Incarcérés, certes, mais pas dénués de droits. Les détenus souffrent de problèmes de santé comme la population générale. Leur prise en charge, en revanche, laisse à désirer. Malgré une tentative d’amélioration en 1994, l’accès aux soins reste inégal et lacunaire. Le bilan, dressé ce 19 juillet par l’Inspection générale des affaires sociales (Igas), n’est pas tendre à l’égard des soins pénitentiaires.
7 fois plus de suicides
En 2015, 66 270 personnes étaient incarcérées dans les 188 établissements de France. Leur santé, physique et mentale, est largement moins bonne que celle des personnes non condamnées : hépatite B et VIH y sont quatre fois plus présents. Le taux de suicides, lui, est sept fois supérieur à la moyenne générale.
Face à cette exigence de soins, deux plans ont été introduits en milieu carcéral.
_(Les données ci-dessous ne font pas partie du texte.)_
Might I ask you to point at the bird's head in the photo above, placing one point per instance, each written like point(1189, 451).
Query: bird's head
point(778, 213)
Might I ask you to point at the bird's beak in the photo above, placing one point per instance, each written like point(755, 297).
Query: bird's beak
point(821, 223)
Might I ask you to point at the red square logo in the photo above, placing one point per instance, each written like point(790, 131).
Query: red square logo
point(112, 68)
En 1994, le droit commun s’impose aussi aux détenus, qui ont donc les mêmes droits que le reste de la population. Depuis 2010, des unités sanitaires sont implantées dans les établissements pénitentiaires.
Deux mesures qui ont permis de doubler les effectifs de professionnels de santé disponibles dans ces lieux sur la période 1997-2013. Mais de nombreux postes dits « budgétés », c’est-à-dire dont le financement est prévu, ne sont pas pourvus : du côté des spécialistes, ce sont 22 % contre 15 % du côté des psychiatres.
Les problèmes de démographie médicale, déjà observés dans la vie civile, s’ajoutent au manque d’attractivité des carrières en prison. « Au regard de ces difficultés, la développement de la médecine en milieu carcéral est nécessaire et pertinent mais ne saurait être qu’une modalité complémentaire d’accès aux soins », jugent les rapporteurs.
Plus de prévention
En fait, tous les établissements pénitentiaires sont concernés par des lacunes d’organisation dans la permanence des soins, censée assurer l’accès à une prise en charge à tout moment. Sans compter que les pratiques sont pour le moins disparates : « La mission a constaté des pratiques et un niveau de collaboration très différenciés suivant les régions et les établissements », relèvent les auteurs.
Ils préconisent donc plusieurs améliorations, s’appuyant sur le plan développé entre 2010 et 2014. En leur cœur se situe la délicate thématique de la prévention : éducation à la santé, prévention des maladies non transmissibles et du suicide sont autant de domaines où la prise en charge est défaillante, voire absente. De fait, sur les 10 premiers mois de l’année 2015, 91 suicides ont eu lieu dans l’enceinte des prisons françaises.
Les rapporteurs souhaitent aussi réduire les risques liés aux addictions et développer les cellules non-fumeurs. D’autres axes doivent s’ajouter aux programmes existants, concluent-ils : la protection sociale est à refonder totalement et l’accès aux soins hors détention doit se développer, via l’extraction et l’aménagement des peines pour motifs médicaux. Ils plaident aussi en faveur d’une meilleure lisibilité de l’offre de soins, dont le financement est jugé trop complexe. Ces nombreux problèmes sont récurrents et leur résolution est mal engagée : un rapport d'Human Rights Watch et un bilan de la Contrôleure générale des lieux de détention ont également pointé les défauts français dans ce secteur.